We reverse in part, and remand for further proceedings consistent with this opinion and with our instructions.

. Reeves is an American Indian who was adopted and raised by a Quaker family.

. As explained infra, we defer our consideration of this claim until the district court has addressed the other issues properly presented by Reeves.

. See Williams v. Clarke, 40 F.3d 1529, 1535 (8th Cir.1994) (Nebraska is a weighing state), cert. denied, - U.S. -, 115 S.Ct. 1397, 131 L.Ed.2d 247 (1995).

. To review a death sentence tainted by an improper aggravator under harmless error analysis, the state appellate court engages in a similar analysis. However, rather than coming to an independent decision as to the resultant balance, it decides whether there is any reasonable doubt that the sentencer would have come to the same result had the improper factor been jettisoned, or, alternatively, been properly defined. Clemons, 494 U.S. at 752-53, 110 S.Ct. at 1450-51.

. We could not so intimate because Clemons specifically stated that the examination of the record and attendant factfinding inherent in independent appellate reweighing does not violate due process in capital cases, and may, in fact, be necessary to assure that the petitioner receives the individualized sentencing consideration required by the Eighth Amendment. See Clemons, 494 U.S. at 745-50, 110 S.Ct. at 1446-49; Parker v. Dugger, 498 U.S. 308, 321, 111 S.Ct. 731, 739-40, 112 L.Ed.2d 812 (1991). Clemons thus renders untenable any contention that appellate reweighing of aggravating and mitigating circumstances and the factfinding inherent therein conflicts with a defendant's due process rights in states with two-tier systems. Clemons, 494 U.S. at 746-47, 110 S.Ct. at 1447-48.

. The petitioner in Clemons relied on Hicks to argue that the Mississippi Supreme Court could not, consistent with due process, engage in reweighing because he had a statutory state law right to have all facts found by a jury and to be sentenced by a jury. In rejecting Clemons' argument, the Supreme Court looked to the Mississippi Supreme Court's assertion of authority to reweigh, and to its history of doing so. Clemons, 494 U.S. at 747, 110 S.Ct. at 1447. As the Court said, it had no basis for disputing a state supreme court’s interpretation of its own law. Id.

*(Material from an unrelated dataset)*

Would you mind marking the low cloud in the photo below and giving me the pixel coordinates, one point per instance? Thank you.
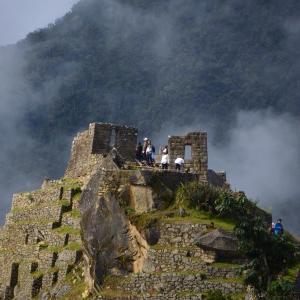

.We in no way intend to imply that the Nebraska Supreme Court could not, like the Mississippi Supreme Court, reconsider its somewhat cryptic assertion of authority to reweigh, perhaps along the lines of the district court's thoughtful analysis. On the other hand, neither do we mean to suggest that the Nebraska Supreme Court should reconsider its authority. Our point is only that *1430once the Nebraska Supreme Court has stated what Nebraska law is, as federal courts, our only concern is whether that determination conflicts with federal constitutional rights.

. State appellate courts are not required to reweigh, and may in certain cases find that remand is more appropriate or is even required. Clemons, 494 U.S. at 754 & n. 5, 110 S.Ct. at 1451 & n. 5. When cases have a troublesome posture, such as that in Rust, "[a] state appellate court’s decision to conduct harmless-error analysis or to reweigh aggravating and mitigating factors rather than remand to the sentencing jury [will] violate! ] the Constitution [as being] made arbitrarily.” Id. at 754-55 n. 5, 110 S.Ct. at 1451 n. 5.

. We realize that this may be a case of "do as we say and not as we do.” Nonetheless, we prefer that district courts address and resolve all issues to avoid time-consuming remands and to ensure that cases are fully resolved within a reasonable time frame.